2014–15 All-Ireland Junior Club Hurling Championship

Championship Details
- Dates: 5 October 2014 – 15 February 2015
- Teams: 28

All Ireland Champions
- Winners: Bennettsbridge (1st win)
- Captain: Rob Lennon
- Manager: Christy Walsh

All Ireland Runners-up
- Runners-up: Fullen Gaels
- Captain: Conall Maskey
- Manager: Stan Maurray-Hession

Provincial Champions
- Munster: Modeligo
- Leinster: Bennettsbridge
- Ulster: Castleblayney
- Connacht: Annaghdown

Championship Statistics
- Matches Played: 27
- Total Goals: 87 (3.22 per game)
- Total Points: 651 (24.11 per game)
- Top Scorer: Nicky Cleere (1-37)

= 2014–15 All-Ireland Junior Club Hurling Championship =

The 2014–15 All-Ireland Junior Club Hurling Championship was the 12th staging of the All-Ireland Junior Club Hurling Championship since its establishment by the Gaelic Athletic Association. The championship ran from 5 October 2014 to 15 February 2015.

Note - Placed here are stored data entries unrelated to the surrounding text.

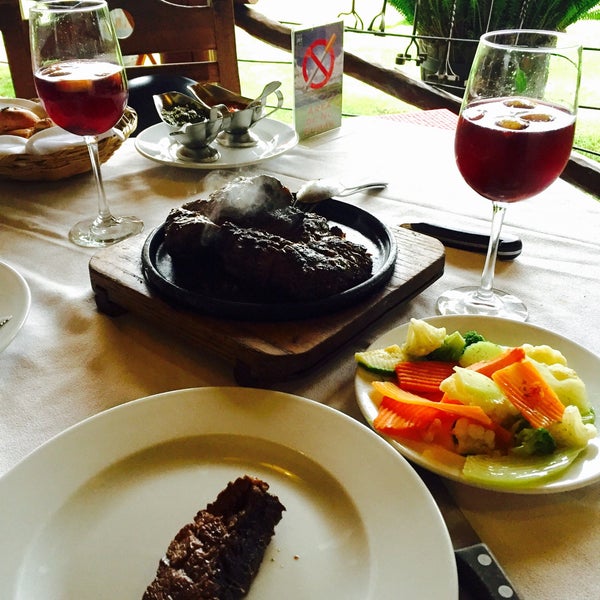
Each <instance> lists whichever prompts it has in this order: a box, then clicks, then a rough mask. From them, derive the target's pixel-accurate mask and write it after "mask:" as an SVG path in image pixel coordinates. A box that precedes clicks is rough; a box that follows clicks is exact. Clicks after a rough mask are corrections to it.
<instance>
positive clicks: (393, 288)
mask: <svg viewBox="0 0 600 600" xmlns="http://www.w3.org/2000/svg"><path fill="white" fill-rule="evenodd" d="M391 231H392V233H393V235H394V237H395V238H396V242H397V246H398V257H397V259H396V266H395V270H394V273H393V275H392V277H391V279H390V280H389V282H388V283H387V284H386V285H385V286H384V287H383V288H381V289H380V290H378V291H376V292H375V293H374V294H373V295H371V296H369V297H368V298H366V299H365V300H362V301H361V302H359V303H357V304H356V305H355V306H352V307H350V308H346V309H343V310H340V311H338V312H334V313H331V314H327V315H323V316H320V317H317V318H309V319H302V320H298V321H285V322H281V321H279V322H274V323H268V322H249V321H240V320H234V319H223V318H217V317H212V316H209V315H205V314H201V313H199V312H197V311H194V310H192V309H189V308H186V307H183V306H177V305H175V304H173V303H172V302H171V301H169V300H165V299H163V298H161V297H159V296H158V295H157V294H156V293H155V292H154V290H152V289H150V288H149V287H148V285H147V283H146V280H145V278H144V275H143V274H142V259H141V255H142V247H143V245H144V242H145V240H146V236H145V235H138V236H135V237H133V238H129V239H126V240H124V241H122V242H120V243H118V244H116V245H114V246H111V247H108V248H104V249H102V250H100V251H99V252H97V253H96V254H95V255H94V256H93V257H92V259H91V260H90V265H89V269H90V279H91V283H92V289H93V290H94V294H95V298H96V304H97V307H98V309H99V310H100V311H101V312H104V313H106V314H109V315H117V314H122V313H123V312H127V311H130V312H132V313H134V314H137V315H140V316H141V317H143V318H146V319H148V320H150V321H152V322H153V323H161V324H164V325H165V327H167V328H168V330H169V332H172V333H175V334H176V335H178V336H180V337H182V338H184V339H185V340H186V341H188V342H190V343H192V344H194V345H198V346H201V347H203V348H206V349H207V350H210V351H212V352H214V353H215V354H217V355H219V356H221V357H223V358H224V359H226V360H227V361H229V362H231V363H233V368H234V375H235V378H236V380H237V382H238V383H239V384H240V385H264V384H268V383H271V382H275V381H277V380H279V381H281V380H283V379H287V378H289V377H291V376H294V375H298V374H300V373H302V372H303V371H306V370H308V369H310V368H311V367H314V366H315V365H316V364H318V363H320V362H322V361H323V360H325V359H327V357H328V356H329V355H331V354H332V353H333V352H334V351H336V350H338V349H339V348H340V346H341V345H342V344H344V343H346V342H348V341H349V340H350V339H351V338H352V337H354V336H356V335H357V334H358V333H359V332H360V331H361V330H363V329H364V328H365V327H367V326H368V325H370V324H371V323H373V322H374V321H375V320H377V319H378V318H379V317H381V316H382V315H383V314H385V313H386V312H388V311H389V310H390V309H392V308H393V307H395V306H397V305H399V304H401V303H403V302H406V301H407V300H409V299H411V298H413V297H414V296H416V295H417V294H419V293H420V292H422V291H423V290H424V289H425V288H427V287H428V286H430V285H431V284H432V283H433V282H434V281H436V280H437V279H438V278H439V277H441V275H442V273H443V272H444V247H443V246H442V244H441V243H440V242H439V241H437V240H435V239H433V238H431V237H427V236H424V235H421V234H419V233H415V232H413V231H409V230H407V229H404V228H402V227H397V228H391Z"/></svg>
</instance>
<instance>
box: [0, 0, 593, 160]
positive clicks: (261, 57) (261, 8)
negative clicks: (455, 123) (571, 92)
mask: <svg viewBox="0 0 600 600" xmlns="http://www.w3.org/2000/svg"><path fill="white" fill-rule="evenodd" d="M349 4H350V2H349V0H327V2H326V3H324V2H323V0H302V2H299V3H288V2H281V0H261V2H260V5H259V7H258V8H259V9H260V11H262V12H263V13H264V14H267V15H269V16H271V17H272V18H276V19H280V20H283V19H284V17H285V18H287V19H288V20H289V21H290V22H292V23H299V22H301V21H302V19H303V17H304V16H305V15H306V14H309V15H312V14H318V19H317V20H318V22H320V23H325V22H328V21H333V20H337V18H338V15H339V14H340V13H341V12H344V11H348V6H349ZM380 8H381V0H362V2H361V3H360V7H359V11H360V13H361V17H362V18H363V20H364V24H365V27H367V26H368V25H369V23H370V21H371V20H372V19H373V18H374V17H375V15H377V14H378V13H379V10H380ZM385 23H386V33H387V32H389V33H391V34H392V35H386V36H380V35H371V34H366V33H353V32H346V33H345V35H344V46H345V48H346V49H347V50H348V51H350V52H353V53H354V54H357V55H359V56H361V57H363V58H365V59H367V60H371V61H373V62H376V63H378V64H381V65H385V66H388V67H389V68H393V67H394V66H395V58H396V55H397V54H398V53H402V52H404V51H405V50H406V49H407V47H408V46H409V44H410V40H409V39H408V38H407V37H402V36H405V35H407V34H410V32H411V28H410V27H407V26H406V24H403V23H402V22H401V21H400V18H399V15H398V14H397V13H396V12H395V11H393V9H391V8H389V7H388V10H387V12H386V15H385ZM346 24H347V25H350V26H352V25H353V22H349V21H348V17H346ZM570 30H572V32H573V33H575V34H576V35H578V36H579V37H580V39H581V40H582V42H583V43H584V45H585V46H587V47H589V48H592V47H598V39H600V21H581V22H579V23H576V24H575V25H573V26H572V28H570ZM237 45H238V56H239V58H240V78H241V84H242V93H243V94H244V95H246V96H250V97H255V96H256V95H258V94H259V93H260V91H261V90H262V88H263V86H264V84H265V83H266V82H268V81H272V80H274V79H277V80H279V81H281V82H282V88H281V89H282V92H283V95H284V98H285V103H284V107H285V110H282V111H280V112H279V114H278V118H280V119H281V120H284V121H286V122H292V120H293V115H292V104H293V81H292V66H291V56H290V54H289V53H288V52H284V51H282V50H279V49H277V48H273V47H271V46H268V45H266V44H263V43H262V42H260V41H258V40H256V39H254V38H252V37H251V36H249V35H248V34H246V33H245V32H243V31H238V32H237ZM412 50H414V47H413V48H412ZM401 69H402V71H403V72H405V73H407V74H408V75H410V76H412V77H414V78H417V79H418V78H419V68H418V67H417V66H415V64H414V63H412V62H408V63H407V64H406V65H404V66H402V67H401ZM0 96H5V97H14V91H13V88H12V84H11V82H10V77H9V73H8V67H7V66H6V65H5V64H1V63H0ZM580 104H581V105H584V106H597V107H600V51H594V50H586V51H585V52H584V59H583V78H582V86H581V93H580ZM342 110H343V113H344V115H380V114H391V113H401V112H407V111H414V110H417V109H416V108H415V107H414V106H412V105H410V104H407V103H405V102H402V101H401V100H398V99H397V98H394V97H392V96H389V95H388V94H385V93H383V92H380V91H379V90H376V89H374V88H372V87H370V86H368V85H366V84H364V83H361V82H359V81H357V80H355V79H353V78H351V77H345V78H344V83H343V105H342ZM575 145H576V146H577V147H578V148H588V149H590V150H593V151H595V152H598V153H600V110H590V109H585V108H583V109H581V110H580V111H579V115H578V124H577V134H576V139H575ZM590 157H591V158H594V159H596V160H598V161H600V156H594V155H590Z"/></svg>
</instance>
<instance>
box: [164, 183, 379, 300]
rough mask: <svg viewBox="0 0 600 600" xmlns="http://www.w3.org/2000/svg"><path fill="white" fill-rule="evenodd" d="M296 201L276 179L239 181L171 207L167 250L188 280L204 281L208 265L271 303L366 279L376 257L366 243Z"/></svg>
mask: <svg viewBox="0 0 600 600" xmlns="http://www.w3.org/2000/svg"><path fill="white" fill-rule="evenodd" d="M292 201H293V196H292V194H291V192H290V191H289V190H288V189H287V188H285V187H284V186H283V185H282V184H281V183H280V182H279V181H278V180H277V179H275V178H273V177H269V176H266V175H260V176H258V177H252V178H245V177H242V178H238V179H236V180H234V181H232V182H231V183H230V184H228V185H227V186H225V187H224V188H222V189H221V190H218V191H217V192H214V193H213V194H211V195H210V196H209V198H208V199H207V200H194V201H192V202H188V203H186V204H184V205H183V206H182V207H181V208H177V209H174V210H172V211H171V213H170V214H169V216H168V217H167V220H166V223H165V237H164V246H165V249H166V251H167V252H168V253H169V254H170V255H171V257H172V259H173V262H174V263H175V264H176V265H178V268H179V269H180V270H181V269H182V268H183V269H184V270H187V271H188V278H189V272H190V270H196V269H197V272H196V275H197V276H198V277H199V278H201V277H202V273H203V272H204V273H206V269H207V265H210V266H211V268H212V273H219V274H222V275H223V276H225V277H226V278H228V280H230V281H233V282H235V284H236V285H237V288H238V289H242V290H245V291H247V292H248V293H249V294H251V295H253V296H257V297H258V298H262V299H263V300H267V301H269V300H271V301H272V300H273V298H276V299H278V300H280V299H282V298H283V299H286V300H296V301H302V300H314V299H318V298H325V297H327V296H331V295H333V294H337V293H340V292H342V291H344V290H347V289H349V288H352V287H354V286H356V285H358V284H360V283H362V282H363V281H365V280H367V279H368V278H369V277H370V276H371V273H372V269H373V261H372V258H371V256H370V254H369V253H368V252H367V250H366V248H365V247H364V246H362V245H360V244H356V243H354V242H351V241H349V240H347V239H346V238H345V235H344V233H343V231H342V230H341V229H340V228H339V227H336V226H330V225H329V223H328V222H327V219H325V218H324V217H322V216H320V215H317V214H315V213H306V212H304V211H301V210H299V209H297V208H294V207H293V206H291V204H292ZM198 264H200V265H201V266H200V267H197V266H194V265H198ZM234 287H236V286H234Z"/></svg>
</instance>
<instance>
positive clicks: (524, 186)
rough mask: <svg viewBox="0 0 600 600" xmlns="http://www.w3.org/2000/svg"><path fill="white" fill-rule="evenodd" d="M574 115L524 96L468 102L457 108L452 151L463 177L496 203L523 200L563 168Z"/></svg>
mask: <svg viewBox="0 0 600 600" xmlns="http://www.w3.org/2000/svg"><path fill="white" fill-rule="evenodd" d="M574 135H575V116H574V115H572V114H570V113H568V112H567V111H565V110H562V109H560V108H558V107H557V106H553V105H551V104H545V103H542V102H538V101H535V100H531V99H529V98H521V99H518V98H504V99H502V98H501V99H493V100H484V101H479V102H473V103H472V104H470V105H469V106H468V107H467V108H465V110H464V111H463V112H462V114H461V116H460V118H459V120H458V125H457V129H456V137H455V141H454V152H455V156H456V162H457V165H458V168H459V170H460V172H461V175H462V176H463V178H464V179H465V181H466V182H467V183H468V184H469V185H470V186H471V187H472V188H473V189H474V190H475V191H476V192H478V193H479V194H481V195H482V196H484V197H485V198H488V199H490V200H495V201H498V202H517V201H518V200H525V199H526V198H530V197H531V196H534V195H535V194H538V193H539V192H541V191H542V190H544V189H546V188H547V187H548V186H549V185H550V184H551V183H552V182H553V181H554V180H555V179H556V178H557V177H558V176H559V175H560V174H561V173H562V171H563V169H564V168H565V165H566V164H567V161H568V160H569V156H570V154H571V147H572V145H573V137H574Z"/></svg>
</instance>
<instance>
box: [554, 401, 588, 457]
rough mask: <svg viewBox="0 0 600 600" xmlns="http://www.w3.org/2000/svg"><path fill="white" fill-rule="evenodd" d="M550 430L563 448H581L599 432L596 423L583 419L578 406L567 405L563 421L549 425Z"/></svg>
mask: <svg viewBox="0 0 600 600" xmlns="http://www.w3.org/2000/svg"><path fill="white" fill-rule="evenodd" d="M548 431H549V432H550V434H551V435H552V437H553V438H554V440H555V441H556V444H557V445H558V446H559V447H563V448H581V447H583V446H586V445H587V443H588V442H589V441H590V440H591V439H592V438H594V437H596V435H597V434H598V431H597V430H596V427H594V425H591V424H585V423H584V422H583V421H582V420H581V413H580V412H579V409H578V408H577V407H576V406H567V407H566V408H565V412H564V413H563V418H562V421H561V422H560V423H553V424H552V425H549V426H548Z"/></svg>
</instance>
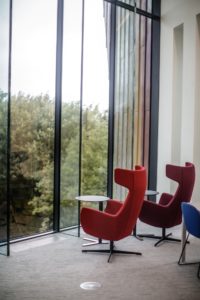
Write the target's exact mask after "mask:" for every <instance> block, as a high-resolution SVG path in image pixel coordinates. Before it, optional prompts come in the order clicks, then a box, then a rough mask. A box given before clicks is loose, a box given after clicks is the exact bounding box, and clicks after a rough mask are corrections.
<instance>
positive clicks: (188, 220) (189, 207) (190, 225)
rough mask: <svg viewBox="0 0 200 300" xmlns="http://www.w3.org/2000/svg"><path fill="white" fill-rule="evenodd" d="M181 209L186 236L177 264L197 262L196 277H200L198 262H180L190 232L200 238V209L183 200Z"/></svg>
mask: <svg viewBox="0 0 200 300" xmlns="http://www.w3.org/2000/svg"><path fill="white" fill-rule="evenodd" d="M181 209H182V213H183V219H184V223H185V227H186V230H187V232H188V234H187V237H186V241H185V243H184V245H183V249H182V251H181V255H180V258H179V261H178V264H179V265H191V264H199V267H198V271H197V277H198V278H200V262H188V263H182V262H181V259H182V256H183V253H184V251H185V247H186V244H187V241H188V238H189V235H190V234H191V235H193V236H195V237H197V238H200V211H199V210H198V209H197V208H196V207H194V206H193V205H192V204H189V203H185V202H183V203H182V204H181Z"/></svg>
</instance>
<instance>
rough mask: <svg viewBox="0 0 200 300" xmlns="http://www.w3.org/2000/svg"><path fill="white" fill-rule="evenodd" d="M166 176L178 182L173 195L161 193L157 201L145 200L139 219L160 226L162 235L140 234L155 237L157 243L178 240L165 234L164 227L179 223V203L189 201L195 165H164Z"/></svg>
mask: <svg viewBox="0 0 200 300" xmlns="http://www.w3.org/2000/svg"><path fill="white" fill-rule="evenodd" d="M166 176H167V177H168V178H170V179H172V180H174V181H176V182H177V183H178V187H177V189H176V192H175V193H174V195H171V194H168V193H163V194H162V195H161V197H160V200H159V202H158V203H154V202H151V201H148V200H145V201H144V203H143V207H142V210H141V212H140V216H139V219H140V220H141V221H142V222H144V223H146V224H148V225H151V226H155V227H160V228H162V236H155V235H140V236H142V237H149V238H157V239H159V240H158V242H156V243H155V246H157V245H159V244H160V243H161V242H162V241H164V240H170V241H180V239H174V238H170V237H169V236H170V235H171V233H169V234H167V235H166V228H170V227H173V226H176V225H179V224H181V222H182V211H181V203H182V202H190V200H191V197H192V192H193V187H194V182H195V167H194V165H193V164H192V163H189V162H186V163H185V166H175V165H169V164H168V165H166Z"/></svg>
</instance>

The All-Ireland final was played on 15 February 2015 at Croke Park in Dublin, between Bennettsbridge from Kilkenny and Fullen Gaels from Warwickshire, in what was their first ever meeting in the final. Bennettsbridge won the match by 3-19 to 1-08 to claim their first ever All-Ireland title.

Bennettsbridge's Nicky Cleere was the championship's top scorer with 1-37.

==Munster Junior Club Hurling Championship==
===Munster semi-final===

- Castlemartyr received a bye in this round as there were no Clare representatives.

==Championship statistics==
===Miscellaneous===

- Castleblayney Hurling Club became the first club to win two Ulster Championship titles.
- Fullen Gaels became the first club to lose two All-Ireland finals.